Javelle Glen

Personal information
- Born: 26 February 1998 (age 28)
- Batting: Left-handed
- Bowling: Right-arm leg-break
- Role: All-rounder

Domestic team information
- 2019: Jamaica Tallawahs
- 2020-present: St Lucia Zouks (squad no. 31)
- 2021-: Jamaica

Career statistics
| Competition | LA | T20 |
| Matches | 3 | 13 |
| Runs scored | 22 | 133 |
| Batting average | 7.33 | 16.62 |
| 100s/50s | 0/0 | 0/0 |
| Top score | 13 | 34* |
| Balls bowled | 12 | 60 |
| Wickets | 0 | 7 |
| Bowling average | – | 8.42 |
| 5 wickets in innings | 0 | 0 |
| 10 wickets in match | – | 0 |
| Best bowling | –/– | 3/16 |
| Catches/stumpings | 2/– | 2/– |
- Source: Cricinfo, 31 March 2021

= Javelle Glen =

Jamaican cricketer (born 1998)

Javelle Glen (born 26 February 1998) is a Jamaican cricketer.

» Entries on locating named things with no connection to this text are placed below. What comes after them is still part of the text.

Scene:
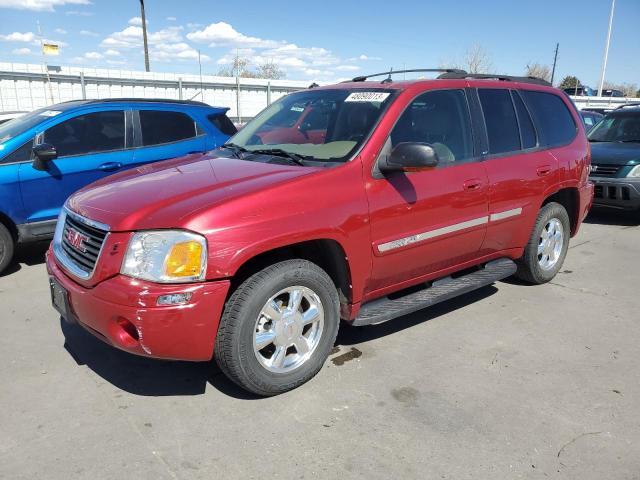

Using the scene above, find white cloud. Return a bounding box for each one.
[11,47,31,55]
[0,31,36,42]
[0,0,91,12]
[187,22,283,48]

He made his Twenty20 debut on 13 September 2019, for the Jamaica Tallawahs, in the 2019 Caribbean Premier League. In July 2020, he was named in the St Lucia Zouks squad for the 2020 Caribbean Premier League. He made his List A debut on 16 February 2021, for Jamaica, in the 2020–21 Super50 Cup.